Iris Tien has just returned from a gathering of a few dozen of the most promising young engineers from the United States and Japan, thanks to an invitation from the National Academy of Engineering.
The 2018 Japan-America Frontiers of Engineering symposium invited 60 early career engineers for two days of intensive conversations about emerging technology in water treatment, bionics and prosthetics, smart structures and materials, and advanced artificial intelligence.
“It was a great opportunity to bridge across the two countries and see how Japanese and American researchers approach common research challenges,” said Tien, an assistant professor in the School of Civil and Environmental Engineering. She said the conversations allowed the group “to explore how different approaches — e.g., machine learning and systems-level analyses — apply across areas of engineering.”

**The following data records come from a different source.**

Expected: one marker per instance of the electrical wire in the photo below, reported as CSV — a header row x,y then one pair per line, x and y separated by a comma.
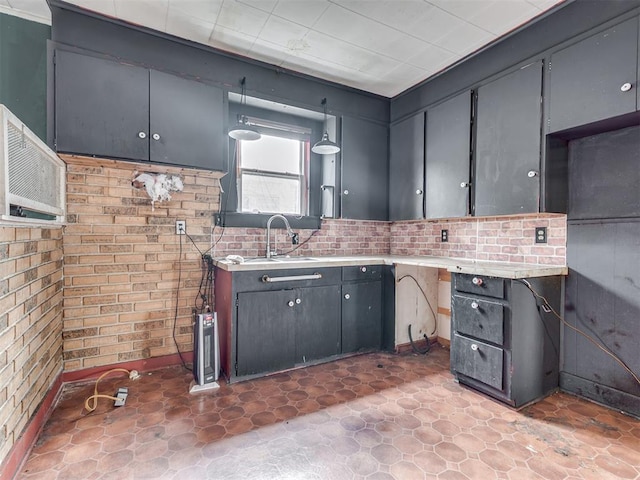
x,y
435,317
603,347
175,315
133,375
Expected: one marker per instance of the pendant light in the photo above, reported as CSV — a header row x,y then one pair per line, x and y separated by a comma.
x,y
325,146
242,130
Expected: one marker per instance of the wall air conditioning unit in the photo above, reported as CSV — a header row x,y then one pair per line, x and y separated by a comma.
x,y
32,176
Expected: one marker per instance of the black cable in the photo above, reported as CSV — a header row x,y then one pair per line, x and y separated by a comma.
x,y
435,317
413,345
602,346
175,316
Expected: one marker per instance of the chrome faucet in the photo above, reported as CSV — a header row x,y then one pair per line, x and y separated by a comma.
x,y
289,231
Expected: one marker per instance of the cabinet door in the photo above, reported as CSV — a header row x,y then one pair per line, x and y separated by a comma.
x,y
508,143
447,158
361,316
100,107
364,170
266,332
406,169
586,79
317,323
186,122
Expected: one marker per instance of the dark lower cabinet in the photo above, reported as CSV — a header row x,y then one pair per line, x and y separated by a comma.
x,y
317,328
503,343
361,316
109,109
273,320
266,332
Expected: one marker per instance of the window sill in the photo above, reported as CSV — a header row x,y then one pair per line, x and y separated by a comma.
x,y
259,220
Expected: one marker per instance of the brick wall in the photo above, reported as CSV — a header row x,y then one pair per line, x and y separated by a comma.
x,y
335,237
122,261
505,239
30,324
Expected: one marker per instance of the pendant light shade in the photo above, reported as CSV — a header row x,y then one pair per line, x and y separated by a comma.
x,y
242,129
325,146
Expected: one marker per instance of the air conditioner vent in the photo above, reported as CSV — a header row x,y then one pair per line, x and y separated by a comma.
x,y
33,177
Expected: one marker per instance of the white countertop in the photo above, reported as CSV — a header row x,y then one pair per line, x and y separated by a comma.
x,y
454,265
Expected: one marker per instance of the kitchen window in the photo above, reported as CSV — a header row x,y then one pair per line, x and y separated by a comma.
x,y
276,174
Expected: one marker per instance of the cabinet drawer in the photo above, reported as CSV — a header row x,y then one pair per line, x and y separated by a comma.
x,y
478,318
479,284
478,360
362,272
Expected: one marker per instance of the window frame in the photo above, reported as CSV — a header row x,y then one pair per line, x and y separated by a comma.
x,y
228,214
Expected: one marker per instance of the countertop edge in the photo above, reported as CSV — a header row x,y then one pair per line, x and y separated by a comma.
x,y
453,265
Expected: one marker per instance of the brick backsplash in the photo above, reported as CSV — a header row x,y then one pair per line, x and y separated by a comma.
x,y
30,324
123,260
505,239
335,237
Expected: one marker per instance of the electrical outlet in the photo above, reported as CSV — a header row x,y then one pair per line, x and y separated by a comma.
x,y
541,234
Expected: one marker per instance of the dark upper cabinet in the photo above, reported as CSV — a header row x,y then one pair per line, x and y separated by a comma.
x,y
447,158
507,161
595,79
100,107
406,169
115,110
364,170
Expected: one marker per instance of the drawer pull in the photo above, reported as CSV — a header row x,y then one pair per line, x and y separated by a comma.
x,y
292,278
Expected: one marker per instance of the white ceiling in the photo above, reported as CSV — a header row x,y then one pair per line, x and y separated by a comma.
x,y
380,46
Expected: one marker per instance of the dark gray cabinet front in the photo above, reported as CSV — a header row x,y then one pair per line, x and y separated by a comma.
x,y
101,107
317,324
361,316
595,79
364,167
507,163
115,110
447,158
266,332
406,169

The Japan-America Frontiers meeting is a cooperative effort of the National Academy of Engineering and the Engineering Academy of Japan. This is the third time Tien has been invited to one of the prestigious Frontiers gatherings, which are designed to promote international collaboration, transfer of techniques among disciplines, and create new ideas.
Last year, she went to the U.S. Frontiers of Engineering symposium, and she traveled to Saudi Arabia in 2015 for the Arab-American spinoff that focuses on science, engineering and medicine.
She’ll continue to contribute to the Frontiers-led conversations later this year, when she returns to the original stateside symposium to organize a session on resilient and reliable infrastructure.